Ganz schön heavy

Musik Iron Maiden sind in Deutschland und Großbritannien auf Platz eins der Albumcharts, gegen jede Regel
Ausgabe 38/2015
Iron Maiden-Bassist Steve Harris
Iron Maiden-Bassist Steve Harris

Bild: Imago/CTK Photo

In jeder Rockstarkarriere kommt der Punkt, den ich der Einfachheit halber die Akzeptanz des Unvermeidlichen nenne. Damit einher geht die Einsicht, dass die künstlerische Blütezeit vorüber ist und das Publikum die Band letztlich für die Musik von vor 30, 40 oder 50 Jahren liebt. Die Fans stehen zwar noch zu Hunderttausenden für Konzertkarten Schlange, aber sie tun das, um die alten Hits live zu hören. Die Band ist Kulturerbe geworden, diese Position ist an Bedingungen geknüpft. Neue Alben sollten sich stilistisch an die beliebtesten Phasen des Backkatalogs anlehnen. Das Publikum wird nicht herausgefordert, es rächt sich sonst, indem es zu Hause bleibt und die alten Platten hört.

Iron Maiden sollten theoretisch Vorzeigekandidaten für diesen pragmatischen Ansatz sein. An Weihnachten ist es 40 Jahre her, dass Bassist Steve Harris die Band gründete; über 30 Jahre sind vergangen, seit die Alben erschienen, die ihren Ruhm als Leitfeuer des britischen Heavy Metal begründeten: The Number of the Beast, Piece of Mind, Powerslave. Doch ihre Alben sind seit den Nullerjahren eine echte Herausforderung.

Mit letzter Kraft

Iron Maiden haben ihre Fans mit einem Abstecher in den Glitch-Hop verwirrt, sie haben ihrem Hang zum Prog-Rock gefrönt und ein Album veröffentlicht, das nicht gemastert wurde, weil sie einen rohen Sound bevorzugten. Wer 2006 auf der Welttournee Hits wie Run to the Hills und Aces High erwartete, hörte stattdessen das neue Album A Matter of Life and Death in voller Länge. Als ein gekränkter Fan ein Schild mit dem Befehl „Spielt Klassiker!“ auf die Bühne warf, riss Sänger Bruce Dickinson es in Stücke.

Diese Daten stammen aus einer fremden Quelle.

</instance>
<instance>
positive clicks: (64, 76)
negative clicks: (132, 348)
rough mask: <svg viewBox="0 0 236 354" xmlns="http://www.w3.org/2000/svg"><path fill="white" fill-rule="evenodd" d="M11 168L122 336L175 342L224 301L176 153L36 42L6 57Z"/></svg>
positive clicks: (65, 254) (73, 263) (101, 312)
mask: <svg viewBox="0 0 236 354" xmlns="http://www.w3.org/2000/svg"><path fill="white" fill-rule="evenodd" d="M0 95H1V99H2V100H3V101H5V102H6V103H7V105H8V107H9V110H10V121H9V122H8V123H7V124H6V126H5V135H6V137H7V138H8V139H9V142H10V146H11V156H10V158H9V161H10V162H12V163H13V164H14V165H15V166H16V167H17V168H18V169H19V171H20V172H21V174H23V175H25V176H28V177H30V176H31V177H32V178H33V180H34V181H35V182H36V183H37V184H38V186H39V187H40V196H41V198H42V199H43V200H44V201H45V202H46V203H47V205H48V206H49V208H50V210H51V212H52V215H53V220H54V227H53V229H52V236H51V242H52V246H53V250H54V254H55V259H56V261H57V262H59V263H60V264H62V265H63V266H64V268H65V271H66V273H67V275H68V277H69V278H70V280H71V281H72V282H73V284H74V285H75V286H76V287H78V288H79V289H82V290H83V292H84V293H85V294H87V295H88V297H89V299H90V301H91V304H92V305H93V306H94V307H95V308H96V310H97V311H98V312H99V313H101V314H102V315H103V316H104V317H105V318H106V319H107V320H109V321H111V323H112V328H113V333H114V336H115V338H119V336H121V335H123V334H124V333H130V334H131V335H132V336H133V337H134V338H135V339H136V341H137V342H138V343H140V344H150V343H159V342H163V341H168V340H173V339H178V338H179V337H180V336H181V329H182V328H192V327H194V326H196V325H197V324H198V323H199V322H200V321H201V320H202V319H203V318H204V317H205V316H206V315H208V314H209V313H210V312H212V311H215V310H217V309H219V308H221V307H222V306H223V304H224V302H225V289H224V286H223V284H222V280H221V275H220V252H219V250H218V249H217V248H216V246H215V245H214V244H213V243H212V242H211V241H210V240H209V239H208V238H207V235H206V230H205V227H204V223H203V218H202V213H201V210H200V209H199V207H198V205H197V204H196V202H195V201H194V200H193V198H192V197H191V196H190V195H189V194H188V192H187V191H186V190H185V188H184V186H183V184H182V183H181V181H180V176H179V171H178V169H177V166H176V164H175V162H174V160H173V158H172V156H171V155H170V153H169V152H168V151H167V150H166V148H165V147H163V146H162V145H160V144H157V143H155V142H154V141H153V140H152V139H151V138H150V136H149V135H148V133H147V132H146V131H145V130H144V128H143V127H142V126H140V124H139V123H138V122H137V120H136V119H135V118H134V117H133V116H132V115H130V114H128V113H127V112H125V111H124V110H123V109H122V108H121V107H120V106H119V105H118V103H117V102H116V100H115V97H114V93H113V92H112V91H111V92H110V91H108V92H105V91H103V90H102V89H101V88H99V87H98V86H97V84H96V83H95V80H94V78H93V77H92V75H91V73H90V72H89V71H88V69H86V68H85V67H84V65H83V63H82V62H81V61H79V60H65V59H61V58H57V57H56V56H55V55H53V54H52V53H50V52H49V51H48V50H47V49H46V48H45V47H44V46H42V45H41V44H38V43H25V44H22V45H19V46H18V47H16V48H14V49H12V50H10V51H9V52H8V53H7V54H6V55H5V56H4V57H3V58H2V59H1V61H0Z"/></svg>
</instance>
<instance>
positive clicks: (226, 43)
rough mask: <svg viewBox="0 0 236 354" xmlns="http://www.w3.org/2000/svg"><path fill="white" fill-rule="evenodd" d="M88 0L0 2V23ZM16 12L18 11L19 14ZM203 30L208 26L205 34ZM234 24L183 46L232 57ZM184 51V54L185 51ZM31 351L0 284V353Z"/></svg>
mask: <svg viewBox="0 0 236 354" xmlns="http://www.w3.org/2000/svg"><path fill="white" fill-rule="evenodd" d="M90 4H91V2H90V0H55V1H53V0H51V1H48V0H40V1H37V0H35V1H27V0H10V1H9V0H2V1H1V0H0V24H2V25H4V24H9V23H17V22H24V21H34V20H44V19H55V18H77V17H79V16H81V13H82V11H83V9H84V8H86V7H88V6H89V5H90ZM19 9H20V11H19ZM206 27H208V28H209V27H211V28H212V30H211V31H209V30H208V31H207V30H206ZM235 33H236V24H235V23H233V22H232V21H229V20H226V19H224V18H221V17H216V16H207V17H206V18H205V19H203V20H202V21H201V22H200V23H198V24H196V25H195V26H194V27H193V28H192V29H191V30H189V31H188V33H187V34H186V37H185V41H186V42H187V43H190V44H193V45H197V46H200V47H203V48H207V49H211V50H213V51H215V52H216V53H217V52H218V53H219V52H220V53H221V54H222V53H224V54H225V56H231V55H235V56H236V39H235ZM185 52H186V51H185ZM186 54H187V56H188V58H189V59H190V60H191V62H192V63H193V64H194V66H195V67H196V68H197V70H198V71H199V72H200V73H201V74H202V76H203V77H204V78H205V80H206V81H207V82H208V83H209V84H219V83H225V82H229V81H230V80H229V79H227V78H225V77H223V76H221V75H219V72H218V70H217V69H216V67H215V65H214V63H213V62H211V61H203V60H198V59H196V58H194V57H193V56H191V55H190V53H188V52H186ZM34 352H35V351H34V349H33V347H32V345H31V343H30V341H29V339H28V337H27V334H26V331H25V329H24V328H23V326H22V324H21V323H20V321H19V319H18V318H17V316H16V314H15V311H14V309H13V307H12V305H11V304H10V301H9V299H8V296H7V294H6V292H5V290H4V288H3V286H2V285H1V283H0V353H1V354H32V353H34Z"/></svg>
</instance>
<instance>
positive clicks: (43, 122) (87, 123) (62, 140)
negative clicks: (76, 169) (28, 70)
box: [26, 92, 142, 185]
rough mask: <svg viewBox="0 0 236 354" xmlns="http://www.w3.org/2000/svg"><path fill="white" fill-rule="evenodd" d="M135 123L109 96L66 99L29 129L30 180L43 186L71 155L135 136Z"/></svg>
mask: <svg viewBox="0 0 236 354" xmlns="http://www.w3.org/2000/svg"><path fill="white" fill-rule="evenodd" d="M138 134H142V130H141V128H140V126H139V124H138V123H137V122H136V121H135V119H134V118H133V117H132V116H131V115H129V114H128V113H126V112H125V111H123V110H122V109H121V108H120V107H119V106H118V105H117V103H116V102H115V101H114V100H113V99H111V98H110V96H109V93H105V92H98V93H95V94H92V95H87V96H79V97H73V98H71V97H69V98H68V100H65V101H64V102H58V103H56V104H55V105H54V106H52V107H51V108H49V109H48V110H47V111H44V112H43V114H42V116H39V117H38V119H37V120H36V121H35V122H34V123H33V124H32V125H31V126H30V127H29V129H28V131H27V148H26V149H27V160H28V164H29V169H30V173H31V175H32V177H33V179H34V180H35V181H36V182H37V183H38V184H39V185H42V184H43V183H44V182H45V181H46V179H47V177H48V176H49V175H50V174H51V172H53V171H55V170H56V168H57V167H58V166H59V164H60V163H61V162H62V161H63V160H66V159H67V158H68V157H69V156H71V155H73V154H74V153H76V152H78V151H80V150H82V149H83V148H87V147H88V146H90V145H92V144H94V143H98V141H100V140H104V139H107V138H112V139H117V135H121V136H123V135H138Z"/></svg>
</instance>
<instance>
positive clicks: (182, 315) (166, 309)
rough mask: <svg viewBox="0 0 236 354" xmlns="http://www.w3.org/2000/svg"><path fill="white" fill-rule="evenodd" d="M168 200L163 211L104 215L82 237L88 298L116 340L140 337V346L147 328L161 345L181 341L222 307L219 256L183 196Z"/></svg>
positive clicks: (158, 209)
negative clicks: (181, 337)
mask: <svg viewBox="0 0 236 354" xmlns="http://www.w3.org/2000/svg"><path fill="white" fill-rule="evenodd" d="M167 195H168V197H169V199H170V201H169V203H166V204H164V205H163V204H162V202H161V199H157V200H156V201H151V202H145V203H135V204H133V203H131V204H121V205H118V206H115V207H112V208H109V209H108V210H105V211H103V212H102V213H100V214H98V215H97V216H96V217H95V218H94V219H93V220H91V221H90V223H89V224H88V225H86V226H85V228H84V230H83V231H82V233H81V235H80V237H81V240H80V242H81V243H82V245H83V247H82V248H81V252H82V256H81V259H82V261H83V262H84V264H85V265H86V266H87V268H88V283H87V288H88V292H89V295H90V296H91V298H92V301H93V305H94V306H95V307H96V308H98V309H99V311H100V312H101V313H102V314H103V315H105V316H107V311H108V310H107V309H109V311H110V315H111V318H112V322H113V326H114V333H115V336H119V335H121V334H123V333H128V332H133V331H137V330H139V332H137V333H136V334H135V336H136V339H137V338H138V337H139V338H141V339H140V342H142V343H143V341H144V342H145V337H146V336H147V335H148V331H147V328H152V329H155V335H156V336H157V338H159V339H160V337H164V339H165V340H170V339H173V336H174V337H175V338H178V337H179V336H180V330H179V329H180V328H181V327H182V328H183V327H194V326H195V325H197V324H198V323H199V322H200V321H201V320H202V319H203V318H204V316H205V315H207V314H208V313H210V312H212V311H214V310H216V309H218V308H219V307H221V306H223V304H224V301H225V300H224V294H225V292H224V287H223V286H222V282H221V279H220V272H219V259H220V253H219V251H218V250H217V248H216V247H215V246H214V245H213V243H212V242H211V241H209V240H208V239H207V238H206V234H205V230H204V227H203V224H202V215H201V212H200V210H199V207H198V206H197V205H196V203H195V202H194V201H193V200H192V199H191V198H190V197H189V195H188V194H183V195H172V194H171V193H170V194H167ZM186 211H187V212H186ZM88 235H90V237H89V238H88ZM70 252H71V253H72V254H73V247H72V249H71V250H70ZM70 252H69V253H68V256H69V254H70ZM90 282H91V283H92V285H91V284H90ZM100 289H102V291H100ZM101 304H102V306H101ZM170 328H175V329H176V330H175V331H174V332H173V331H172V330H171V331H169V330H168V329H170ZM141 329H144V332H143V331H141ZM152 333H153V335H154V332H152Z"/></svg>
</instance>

Ihr 16. Studioalbum The Book of Souls setzt diese Tradition fort. Die knackige Single Speed of Light ist nur ein Köder. The Book of Souls dauert 92 Minuten, und beinahe die Hälfte davon entfällt auf drei Songs. Der Schlusstrack Empire of the Clouds dauert ganze 18 Minuten. Eine klavierlastige Nummer, die Dickinson über den Absturz des Flugzeugs R101 während seines Jungfernflugs im Jahr 1930 schrieb. Sie löst sich schließlich in etwas Ironmaideniges auf – flatternde Bassläufe, wirbelnde Gitarrensoli, durchtriebene Tempowechsel –, doch bis dahin ist es ein langer Weg. Die meiste Zeit hören wir eine orchestrierte Klavierballade und dazu Dickinsons patentierten quasioperettenhaften überdrehten Tenor. Falls Sie etwas im Hintergrund hören, sind es vermutlich die Jeansträger von der „Spielt Klassiker“-Fraktion, die sich mit letzter Kraft ans Klavier klammern, um nicht aus den Latschen zu kippen. Besänftigen könnte diese Gentlemen allenfalls das von Harris geschriebene The Red and the Black: in diesen 14 Minuten geschieht nichts, was die Band nicht bereits gemacht hätte, und es verneigt sich vor Flight of Icarus von 1983. Der Song klingt vertraut, aber nicht nach einer Band im Leerlauf, was schwer zu erreichen ist.

Das Album ist beeindruckend ungeschliffen, schwülstige Momente werden aufgeraut. Manche Kritiker schrieben, Iron Maiden hafte auch nach 85 Millionen verkauften Alben der Spirit jener Tage an, in denen sie durch die Londoner Pubs zogen. Das ist mir zu verklärend, zwei Drittel der Musiker waren damals noch nicht dabei. Aber The Book of Souls klingt definitiv nicht wie das Werk von Multimillionären, die ihrem 40. Jahrestag und der Rente entgegensegeln. Die Akzetptanz des Unvermeidlichen steht definitv nicht auf ihrer Agenda.